Published in Volume
107, Issue 1
(January 1, 2001)J Clin Invest.
2001, The American Society for
In This Issue
Published January 1, 2001
IGF-binding protein-5 as a growth factor in its own right
(See article on pages 73–81.)
Growth factors do not typically diffuse freely through intact tissues, but interact with a variety of soluble and insoluble macromolecules in the extracellular space. Binding of these factors to the ECM or to other extracellular proteins can alternately interfere with or potentiate their biological activity, and such interactions provide a reservoir of growth factors that may be released in a regulable manner. The insulin-like growth factors IGF-I and -II bind with high affinity to at least six distinct IGF-binding proteins (IGFBPs). In bone, IGFBP-5 tilts the metabolic balance toward bone formation. Since IGF-I exerts a similar effect, it has been thought that the effect of the binding protein is mediated by one or both of the IGFs, but now, Miyakoshi and colleagues have tested this idea by studying the effects of IGFBPs-4 and -5 in mutant osteoblasts that produce neither of the IGFs. As anticipated, IGFBP-4 inhibits osteoblast function in wild-type but not IGF-deficient cells. Surprisingly, however, these mutant cells respond as robustly as wild-type to added IGFBP-5, promoting cell growth, alkaline phosphatase activity, and osteocalcin expression. Miyakoshi et al. discuss this finding in light of reports that osteoblasts express a receptor for IGFBP-5, which appears to be distinct from the IGF-I receptor. They conclude that IGFBP-5 is itself a growth factor that can act independently of IGF-I to regulate bone formation.
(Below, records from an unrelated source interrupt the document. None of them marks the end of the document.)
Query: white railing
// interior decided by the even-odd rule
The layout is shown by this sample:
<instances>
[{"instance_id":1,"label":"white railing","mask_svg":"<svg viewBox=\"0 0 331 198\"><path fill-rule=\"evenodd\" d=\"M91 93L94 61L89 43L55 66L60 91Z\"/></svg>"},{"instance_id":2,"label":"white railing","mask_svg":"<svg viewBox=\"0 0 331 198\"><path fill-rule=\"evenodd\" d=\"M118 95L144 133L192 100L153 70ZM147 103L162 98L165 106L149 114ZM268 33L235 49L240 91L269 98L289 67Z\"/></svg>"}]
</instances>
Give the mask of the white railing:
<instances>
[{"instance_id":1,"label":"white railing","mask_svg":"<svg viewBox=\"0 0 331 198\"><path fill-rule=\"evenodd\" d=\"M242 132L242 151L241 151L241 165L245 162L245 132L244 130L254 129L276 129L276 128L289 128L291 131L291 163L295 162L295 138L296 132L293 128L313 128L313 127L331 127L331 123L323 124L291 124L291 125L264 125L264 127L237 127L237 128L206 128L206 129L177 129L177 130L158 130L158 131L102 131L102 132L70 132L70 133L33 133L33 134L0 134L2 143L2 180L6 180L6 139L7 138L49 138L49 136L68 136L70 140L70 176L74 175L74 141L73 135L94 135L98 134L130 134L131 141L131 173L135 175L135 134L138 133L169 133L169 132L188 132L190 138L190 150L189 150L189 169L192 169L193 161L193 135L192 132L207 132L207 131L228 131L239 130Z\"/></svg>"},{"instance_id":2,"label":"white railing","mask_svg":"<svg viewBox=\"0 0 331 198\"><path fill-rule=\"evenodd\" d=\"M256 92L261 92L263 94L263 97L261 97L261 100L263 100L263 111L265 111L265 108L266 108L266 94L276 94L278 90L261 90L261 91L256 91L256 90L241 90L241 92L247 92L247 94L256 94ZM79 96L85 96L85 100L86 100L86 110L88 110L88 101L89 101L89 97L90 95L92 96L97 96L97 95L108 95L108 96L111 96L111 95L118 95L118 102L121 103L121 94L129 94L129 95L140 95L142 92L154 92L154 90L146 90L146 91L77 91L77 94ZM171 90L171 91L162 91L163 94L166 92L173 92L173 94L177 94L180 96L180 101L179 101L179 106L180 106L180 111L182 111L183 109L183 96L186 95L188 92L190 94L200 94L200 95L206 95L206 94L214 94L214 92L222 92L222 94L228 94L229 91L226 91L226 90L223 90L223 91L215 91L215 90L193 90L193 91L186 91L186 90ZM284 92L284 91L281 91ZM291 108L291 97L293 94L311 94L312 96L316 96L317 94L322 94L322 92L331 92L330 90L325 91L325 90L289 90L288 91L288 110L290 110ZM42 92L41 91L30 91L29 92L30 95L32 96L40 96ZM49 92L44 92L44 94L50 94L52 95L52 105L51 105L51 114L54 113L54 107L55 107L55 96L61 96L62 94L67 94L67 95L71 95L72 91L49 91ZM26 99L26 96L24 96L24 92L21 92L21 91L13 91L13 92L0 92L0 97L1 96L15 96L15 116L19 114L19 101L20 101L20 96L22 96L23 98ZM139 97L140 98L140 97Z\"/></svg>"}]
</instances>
Converging pathways regulate energy metabolism
(See article on pages 111–120.)
The satiety factor leptin is produced by body fat and acts in the brain to modulate feeding behavior and energy expenditure. Harris et al. have examined the transcriptional regulation of TRH, a leptin-sensitive gene whose product, thyrotropin-releasing hormone, ultimately regulates thyroid hormone levels. They argue here that two distinct leptin-dependent signaling pathways activate the TRH promoter in the paraventricular nucleus of the hypothalamus (PVH). Leptin was already known to act in the neighboring arcuate nucleus to induce the expression of α-melanocyte stimulating hormone (α-MSH), which acts on the cells of the PVN. In addition, the authors also show that PVH neurons express the leptin receptor and certain downstream signaling molecules that could allow for direct induction of TRH by leptin. Working in heterologous cells, Harris et al. have reconstructed the signaling pathways that lead to TRH induction, and they show that both direct leptin effects and α-MSH-mediated effects converge on the TRH promoter. Leptin- and α-MSH-dependent signals act at distinct promoter elements, which can be mutated to block either the direct or the indirect pathway. The authors also show that thyroid hormone can suppress the production of TRH, at least in cultured cells, establishing yet another class of stimulus that might act on the TRH promoter, which must integrate the various signals to modulate energy metabolism.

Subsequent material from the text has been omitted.